# Have any of you seen this?



## ElIngeniero (Feb 7, 2008)

I thought some of you may enjoy this.


----------



## tgeb (Feb 9, 2006)

Seen it! I *own* it!


Only my, "Original Contract" is sunk, and the "Change Order" is taking on water, and listing to one side. :turned:




But it must be nice to have a setup like that guy has, good for him. :thumbup:


----------



## Bill (Mar 30, 2006)

Love it!
Notice the dinghy is the original and the yacht is the change order?
Wish I had his customer!


----------



## woodchuck2 (Feb 27, 2008)

Truth is stranger than fiction :thumbsup:, nice rides!!


----------



## ElIngeniero (Feb 7, 2008)

For some of the other trades here--is it true that plumbers, electricians, etc. make nothing on change orders? A buddy of mine is a plumber and he was telling me that he makes good money at contract price but takes a beating on any change orders, etc. That seems a little backwards to me.


----------



## muddinman04 (Jun 24, 2008)

It can be a little tricky doing extra work around here anymore. It used to be that you could do work based on a written PO from the superintendent but it has changed in the last few years. 
I now have to get written permission from the president or vice president of construction to perform the change order work. 
Sometimes I will get a verbal go ahead from the VP but it could take 2 or 3 weeks to process the request, then I usually have to wait 30 days to get paid. 
This is how most of the developers work around here
I believe my big boat would have to be named *contract*!


----------



## Noodle (Feb 19, 2008)

I have seen in some contracts that it states you can only add a certain % to a change order so alot of times you make little to nothing. I am relating this to jobs where they want it unit priced so they know all the labor pricing, material pricing and equipment pricing already.


----------



## MC Excavating (Jan 26, 2006)

When I used to be an estimator for a large union fence company, I learned how to make more money on change orders.

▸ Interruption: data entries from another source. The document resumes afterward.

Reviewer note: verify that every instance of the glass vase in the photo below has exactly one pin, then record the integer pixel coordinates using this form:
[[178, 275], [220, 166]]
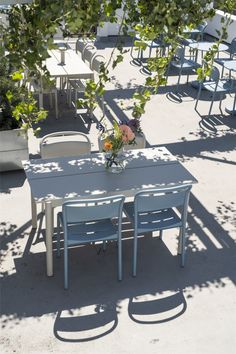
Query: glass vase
[[114, 162]]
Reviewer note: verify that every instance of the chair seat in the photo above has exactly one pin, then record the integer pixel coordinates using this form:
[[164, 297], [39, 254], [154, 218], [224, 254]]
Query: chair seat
[[222, 61], [185, 64], [93, 231], [78, 85], [221, 86], [154, 220]]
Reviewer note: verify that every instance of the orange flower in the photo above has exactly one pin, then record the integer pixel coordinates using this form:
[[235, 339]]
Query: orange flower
[[107, 145], [127, 134]]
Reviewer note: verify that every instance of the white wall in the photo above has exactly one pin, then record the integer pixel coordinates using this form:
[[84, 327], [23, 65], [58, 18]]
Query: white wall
[[215, 24]]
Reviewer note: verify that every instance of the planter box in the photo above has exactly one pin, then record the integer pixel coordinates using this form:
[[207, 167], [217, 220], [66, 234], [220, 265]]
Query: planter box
[[13, 149]]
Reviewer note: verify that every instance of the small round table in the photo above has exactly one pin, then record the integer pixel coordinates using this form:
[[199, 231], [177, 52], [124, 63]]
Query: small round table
[[205, 46], [231, 65]]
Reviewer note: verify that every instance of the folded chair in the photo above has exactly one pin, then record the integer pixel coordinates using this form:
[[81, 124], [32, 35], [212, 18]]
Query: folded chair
[[42, 89], [89, 221], [79, 85], [232, 54], [215, 85], [182, 64], [65, 143], [155, 209]]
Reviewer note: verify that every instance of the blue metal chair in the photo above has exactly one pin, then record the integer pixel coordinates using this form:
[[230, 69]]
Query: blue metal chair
[[232, 53], [215, 85], [182, 64], [88, 221], [155, 209]]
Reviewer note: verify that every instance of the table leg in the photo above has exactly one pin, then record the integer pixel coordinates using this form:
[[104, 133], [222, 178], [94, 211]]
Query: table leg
[[232, 109], [33, 213], [49, 232]]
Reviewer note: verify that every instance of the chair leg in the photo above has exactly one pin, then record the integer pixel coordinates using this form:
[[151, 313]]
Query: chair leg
[[183, 247], [65, 266], [50, 99], [198, 96], [76, 98], [212, 101], [58, 238], [119, 259], [135, 254], [180, 241], [104, 246]]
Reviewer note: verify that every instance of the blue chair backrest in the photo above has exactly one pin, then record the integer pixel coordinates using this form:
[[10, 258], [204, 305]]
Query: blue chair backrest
[[162, 198], [232, 47], [202, 26], [215, 74], [179, 54], [75, 211]]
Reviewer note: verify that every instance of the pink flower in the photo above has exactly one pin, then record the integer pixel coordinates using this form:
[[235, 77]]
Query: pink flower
[[127, 134]]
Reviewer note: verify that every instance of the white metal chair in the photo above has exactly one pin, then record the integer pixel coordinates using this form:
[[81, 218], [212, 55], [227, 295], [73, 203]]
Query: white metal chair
[[79, 85], [88, 221], [81, 45], [232, 54], [155, 209], [182, 64], [88, 54], [215, 85], [41, 89], [65, 143]]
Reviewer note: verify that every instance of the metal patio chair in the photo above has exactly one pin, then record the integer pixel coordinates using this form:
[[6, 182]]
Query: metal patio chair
[[89, 221], [232, 55], [215, 85], [64, 143], [155, 209]]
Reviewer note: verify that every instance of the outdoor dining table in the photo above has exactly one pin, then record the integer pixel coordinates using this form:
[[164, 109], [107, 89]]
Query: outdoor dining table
[[54, 180], [231, 65], [205, 46], [72, 68]]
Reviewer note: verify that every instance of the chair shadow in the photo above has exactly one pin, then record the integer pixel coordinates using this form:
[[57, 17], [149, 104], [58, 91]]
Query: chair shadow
[[163, 309], [72, 328]]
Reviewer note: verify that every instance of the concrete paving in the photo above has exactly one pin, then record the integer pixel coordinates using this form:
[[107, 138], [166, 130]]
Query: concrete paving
[[165, 309]]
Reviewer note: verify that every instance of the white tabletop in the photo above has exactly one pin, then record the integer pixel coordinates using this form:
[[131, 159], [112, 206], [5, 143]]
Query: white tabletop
[[205, 46], [230, 65], [86, 176], [74, 66]]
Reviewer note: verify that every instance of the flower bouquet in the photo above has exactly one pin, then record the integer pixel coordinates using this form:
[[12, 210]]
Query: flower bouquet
[[114, 142]]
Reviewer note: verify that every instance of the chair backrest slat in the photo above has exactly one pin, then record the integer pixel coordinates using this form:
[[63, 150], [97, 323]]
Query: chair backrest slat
[[159, 199], [96, 62], [232, 48], [92, 209], [66, 143]]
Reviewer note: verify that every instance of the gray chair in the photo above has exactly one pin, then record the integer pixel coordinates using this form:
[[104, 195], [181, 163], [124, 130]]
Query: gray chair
[[215, 85], [151, 44], [79, 85], [154, 210], [89, 221], [232, 54], [182, 64], [65, 143], [41, 89]]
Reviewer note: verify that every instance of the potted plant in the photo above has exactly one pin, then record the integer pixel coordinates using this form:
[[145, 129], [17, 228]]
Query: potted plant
[[18, 113]]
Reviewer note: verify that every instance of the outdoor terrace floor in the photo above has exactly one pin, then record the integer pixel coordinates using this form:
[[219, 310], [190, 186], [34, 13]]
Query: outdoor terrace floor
[[165, 309]]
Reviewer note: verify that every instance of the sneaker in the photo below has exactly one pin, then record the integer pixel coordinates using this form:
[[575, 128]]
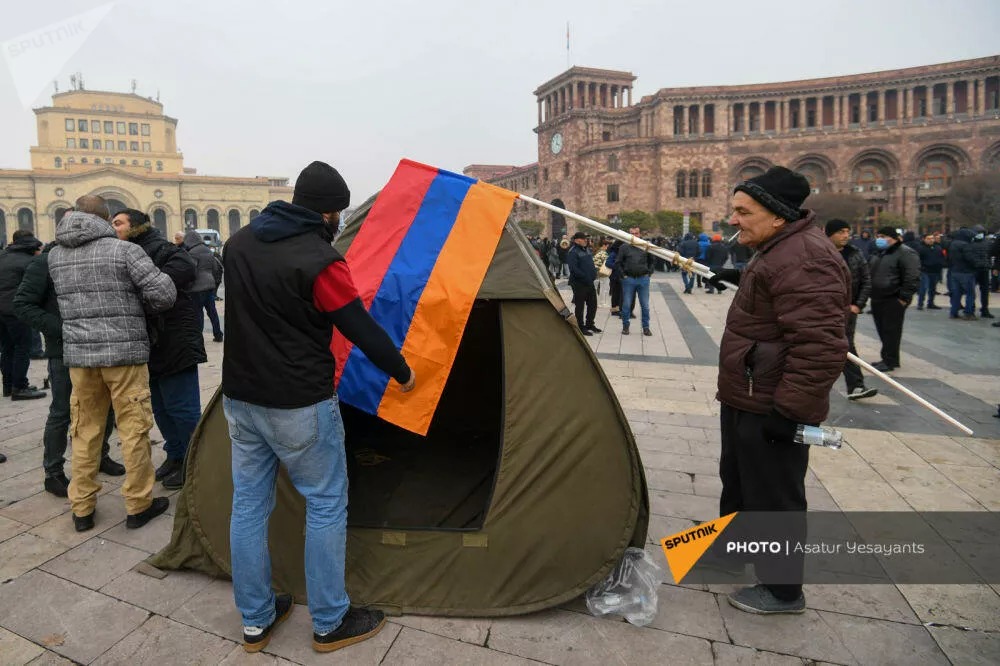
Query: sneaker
[[28, 393], [57, 485], [861, 392], [758, 599], [84, 523], [111, 468], [256, 639], [358, 624], [168, 467], [174, 480], [137, 520]]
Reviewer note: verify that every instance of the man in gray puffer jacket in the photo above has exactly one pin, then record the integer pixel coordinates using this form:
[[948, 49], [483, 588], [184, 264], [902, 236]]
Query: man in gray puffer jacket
[[207, 281], [105, 287]]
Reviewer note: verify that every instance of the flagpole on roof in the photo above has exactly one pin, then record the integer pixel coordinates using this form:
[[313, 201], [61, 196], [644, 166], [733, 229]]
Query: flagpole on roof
[[690, 265]]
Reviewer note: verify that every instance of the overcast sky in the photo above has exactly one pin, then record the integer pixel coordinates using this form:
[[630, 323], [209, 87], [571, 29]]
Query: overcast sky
[[263, 88]]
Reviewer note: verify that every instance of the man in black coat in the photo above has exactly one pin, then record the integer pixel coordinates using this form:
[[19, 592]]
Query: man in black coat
[[15, 335], [895, 272], [839, 233], [582, 274], [176, 345], [36, 305]]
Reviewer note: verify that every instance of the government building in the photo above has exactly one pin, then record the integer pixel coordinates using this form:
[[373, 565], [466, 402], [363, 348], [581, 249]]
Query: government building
[[897, 139], [122, 147]]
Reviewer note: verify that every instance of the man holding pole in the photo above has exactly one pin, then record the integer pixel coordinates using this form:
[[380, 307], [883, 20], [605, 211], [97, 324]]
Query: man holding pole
[[782, 350]]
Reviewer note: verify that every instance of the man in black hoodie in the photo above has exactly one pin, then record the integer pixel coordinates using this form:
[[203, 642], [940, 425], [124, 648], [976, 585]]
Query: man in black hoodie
[[286, 288], [15, 335]]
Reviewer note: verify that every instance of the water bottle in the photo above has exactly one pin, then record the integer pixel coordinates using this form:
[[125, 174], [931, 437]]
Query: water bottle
[[818, 436]]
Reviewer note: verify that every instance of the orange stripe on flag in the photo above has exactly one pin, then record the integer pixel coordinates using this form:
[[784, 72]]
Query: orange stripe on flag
[[443, 310]]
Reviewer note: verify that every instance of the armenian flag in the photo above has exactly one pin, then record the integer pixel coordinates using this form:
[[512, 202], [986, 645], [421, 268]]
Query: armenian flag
[[418, 262]]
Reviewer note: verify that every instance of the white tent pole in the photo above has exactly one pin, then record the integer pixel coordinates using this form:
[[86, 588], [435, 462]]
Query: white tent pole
[[704, 271]]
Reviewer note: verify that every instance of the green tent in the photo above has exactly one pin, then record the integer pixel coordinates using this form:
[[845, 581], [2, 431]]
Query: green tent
[[525, 492]]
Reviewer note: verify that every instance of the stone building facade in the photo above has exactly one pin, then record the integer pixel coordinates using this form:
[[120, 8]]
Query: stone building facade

Often in the contract or the specifications it would say that you could only mark up materials and labor 10% to 15% on change orders. When a change order was needed I would have to submit a break down of the cost and only show it being that it was marked up 10% or whatever. 

Fine, show them what they want to see. A 10% mark up on materials, labor, and equipment. All you do is inflate all your costs higher on equipment and material and maybe adding a few hours of labor and then only showing a 10% markup. Since this was a union company everybody knew what union wages where, so you couldn't monkey with those.

My point is that they don't know what your materials or equipment cost you. You just show them a higher cost than it would actually cost you.

So I would end up making a 70% to 150% mark up after the job cost report was done.

I'm not sure if this is ethical, but I don't think its ethical to limit you to a 10% mark up once you get the job. When you originally figured the original contract with 20% to 30% mark up.

I was taught to not go lower than 20% mark up on any jobs unless it was a job that was worth $500,000 up to the millions. Yes, there where jobs with millions of dollars worth of fence, like prisons and Nascar tracks.
Then less than 20% mark up was considered acceptable. Also if the materials far exceeded the cost of labor. Materials are what they are. The labor is what can screw you. 

For example, I once had a high security crash gate that was to be installed at a very busy airport. This gate was designed for the firetrucks to crash out to a plane crash outside the airport but not allow anyone to be able to crash in. The cost of the gate was like $40,000 but only $10,000 to install, so less than 20% mark up was considered acceptable because there was very little risk in the labor to install and we would be making a good profit just on the cost of the gate. 

If a job had more labor than material costs I might put a 50% or higher mark up because if I misjudged how much labor was involved I would be screwed. So, more risk meant higher mark up. For example labor intensive fence would be on a hillside where no equipment could get to and everything had to be dragged up by hand and the footings had to be jack hammered into rock just for basic 6' high chain link fence.


----------